I am going through my father's papers - he died in 2008. He had an "eventful" war! As a Polish soldier, he was captured and imprisoned in Germany. After escape, he was imprisoned in Spain - but eventually reached Gibraltar from where he travelled on a convoy to Scotland in 1943. I have just found the name of the ship he was on, the Merchant ship “Harpalyce”. This was in a convoy which left around 2 May and arrived in Methil (?) around 17 May.
Can anybody help me in finding information about this ship and its journey to the UK. I have found basic info. about the boat - it survived the war, though its predecessor of the same name was sunk in 1940.
Any help appreciated.

John Zarnecki


----------



## Dickyboy (May 18, 2009)

Welcome John 
There are several ships named "Harpalyce" pictured in our gallery. It might give you some clues, and you may find someone who knows of her on this site.


----------



## jg grant (Nov 22, 2007)

hello John from New Zealand and good luck with your search


----------



## Hugh MacLean (Nov 18, 2005)

Hello John,

HARPALYCE official number 168334 built in 1942. Her 1943 logbooks are held in Kew in piece BT 381/2632. Not sure if there will be a great deal in there of particular interest as your father was a soldier but you never know. The ship arrived in Methil 17 May (convoy WN 428 from Loch Ewe) having left Gibraltar 2 May (convoy MKS 12 and later rendezvous with convoy SL 128 and MKS 12).

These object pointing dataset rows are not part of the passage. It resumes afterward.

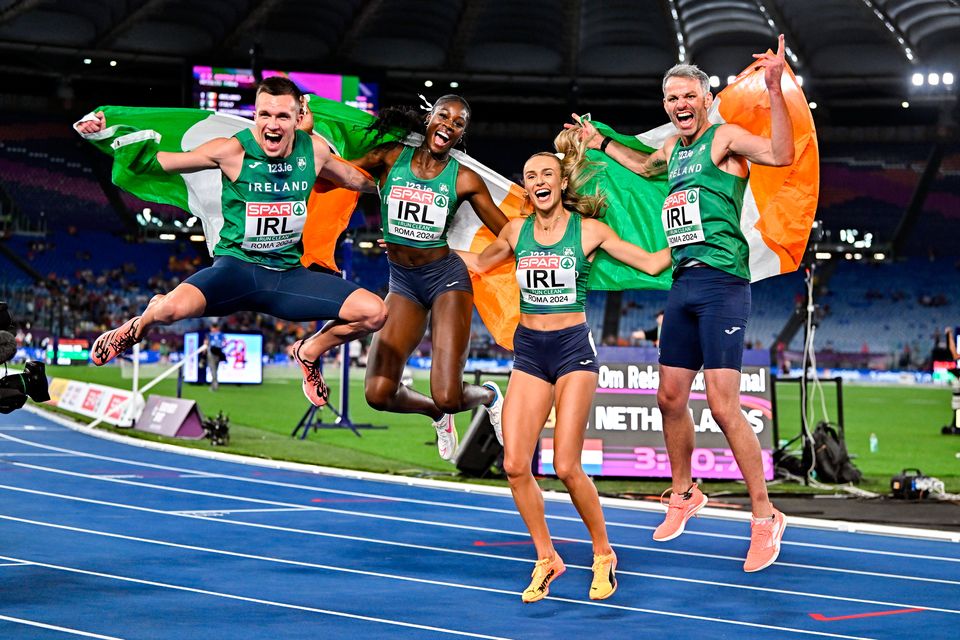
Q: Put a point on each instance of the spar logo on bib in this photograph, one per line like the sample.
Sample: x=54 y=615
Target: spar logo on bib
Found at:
x=416 y=214
x=547 y=280
x=273 y=225
x=681 y=217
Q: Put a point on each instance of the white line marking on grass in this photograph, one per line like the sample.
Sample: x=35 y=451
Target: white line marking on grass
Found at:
x=76 y=632
x=272 y=603
x=376 y=574
x=819 y=524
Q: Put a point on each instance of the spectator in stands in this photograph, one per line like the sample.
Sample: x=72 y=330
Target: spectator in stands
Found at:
x=269 y=173
x=709 y=303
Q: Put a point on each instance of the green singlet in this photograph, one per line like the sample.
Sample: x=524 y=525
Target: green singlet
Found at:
x=702 y=213
x=552 y=279
x=265 y=209
x=416 y=212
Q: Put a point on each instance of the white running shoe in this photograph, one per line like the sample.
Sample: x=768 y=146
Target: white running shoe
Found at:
x=447 y=439
x=495 y=410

My late father was aboard this ship in 1944. Good luck with your research.

Regards
Hugh


----------



## A.D.FROST (Sep 1, 2008)

J.C.Zarnecki said:


> I am going through my father's papers - he died in 2008. He had an "eventful" war! As a Polish soldier, he was captured and imprisoned in Germany. After escape, he was imprisoned in Spain - but eventually reached Gibraltar from where he travelled on a convoy to Scotland in 1943. I have just found the name of the ship he was on, the Merchant ship “Harpalyce”. This was in a convoy which left around 2 May and arrived in Methil (?) around 17 May.
> Can anybody help me in finding information about this ship and its journey to the UK. I have found basic info. about the boat - it survived the war, though its predecessor of the same name was sunk in 1940.
> Any help appreciated.
> 
> John Zarnecki















(Thumb)


----------



## J.C.Zarnecki (Feb 28, 2015)

Dear Hugh
Thank you so much for your reply and information about the Harpalyce. It does confirm the basic information concerning dates and arrival port I found in my dad's diary. I shall follow up the logbooks in Kew that you've pointed me to. There is a family story that dad learnt his first English from the Irish sailors on the boat -is it likely that the crew was largely Irish?
Very interested to hear that your late father was on this ship - he was presumably a seaman?
Very many thanks again for your help
John Zarnecki


----------